When testing our first code on Wii U we were amazed how much we could throw at it without any slowdowns, at that time we even had zero optimizations. The performance problem of hardware nowadays is not clock speed but ram latency. Fortunately Nintendo took great efforts to ensure developers can really work around that typical bottleneck on Wii U. They put a lot of thought on how CPU, GPU, caches and memory controllers work together to amplify your code speed. For instance, with only some tiny changes we were able to optimize certain heavy load parts of the rendering pipeline to 6x of the original speed, and that was even without using any of the extra cores.
......
We didn’t have such problems (about CPU power).

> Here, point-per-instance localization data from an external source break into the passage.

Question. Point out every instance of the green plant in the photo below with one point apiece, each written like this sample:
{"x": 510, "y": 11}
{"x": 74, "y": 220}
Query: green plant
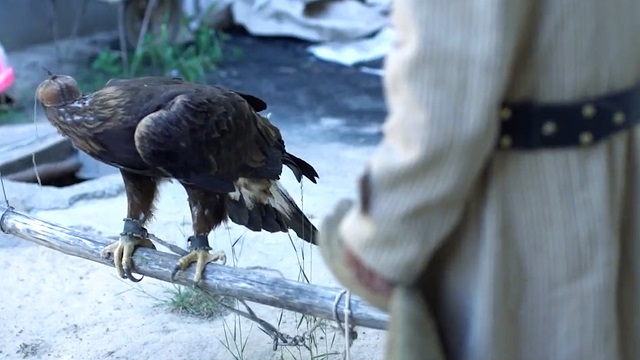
{"x": 196, "y": 302}
{"x": 158, "y": 56}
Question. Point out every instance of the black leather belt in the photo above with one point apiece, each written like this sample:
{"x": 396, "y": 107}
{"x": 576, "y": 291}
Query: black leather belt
{"x": 530, "y": 126}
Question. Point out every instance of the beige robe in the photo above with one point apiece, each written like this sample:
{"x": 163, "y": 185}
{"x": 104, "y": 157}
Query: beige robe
{"x": 531, "y": 255}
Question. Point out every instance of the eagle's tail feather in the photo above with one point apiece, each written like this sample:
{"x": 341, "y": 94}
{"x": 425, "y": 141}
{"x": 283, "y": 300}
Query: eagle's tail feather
{"x": 278, "y": 213}
{"x": 300, "y": 167}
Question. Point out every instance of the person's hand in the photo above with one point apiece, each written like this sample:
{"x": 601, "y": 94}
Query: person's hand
{"x": 347, "y": 267}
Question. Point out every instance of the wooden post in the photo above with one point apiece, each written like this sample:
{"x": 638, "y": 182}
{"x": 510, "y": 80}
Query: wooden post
{"x": 240, "y": 283}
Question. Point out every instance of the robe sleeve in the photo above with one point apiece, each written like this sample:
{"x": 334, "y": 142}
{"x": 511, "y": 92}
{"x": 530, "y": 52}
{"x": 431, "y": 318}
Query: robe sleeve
{"x": 444, "y": 82}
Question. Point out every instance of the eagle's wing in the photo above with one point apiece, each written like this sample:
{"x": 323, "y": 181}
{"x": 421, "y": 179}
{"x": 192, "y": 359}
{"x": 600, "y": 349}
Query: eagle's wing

The CPU and GPU are a good match. As said before, today’s hardware has bottlenecks with memory throughput when you don’t care about your coding style and data layout. This is true for any hardware and can’t be only cured by throwing more megahertz and cores on it. Fortunately Nintendo made very wise choices for cache layout, ram latency and ram size to work against these pitfalls. Also Nintendo took care that other components like the Wii U GamePad screen streaming, or the built-in camera don’t put a burden on the CPU or GPU.
......
Nano Assault Neo only needs a fraction of the memory, even when all assets are unpacked and processed. So we use all remaining memory as a cache. So for instance loading times are nearly zero after a short while. It feels like playing from a SNES rom
etc.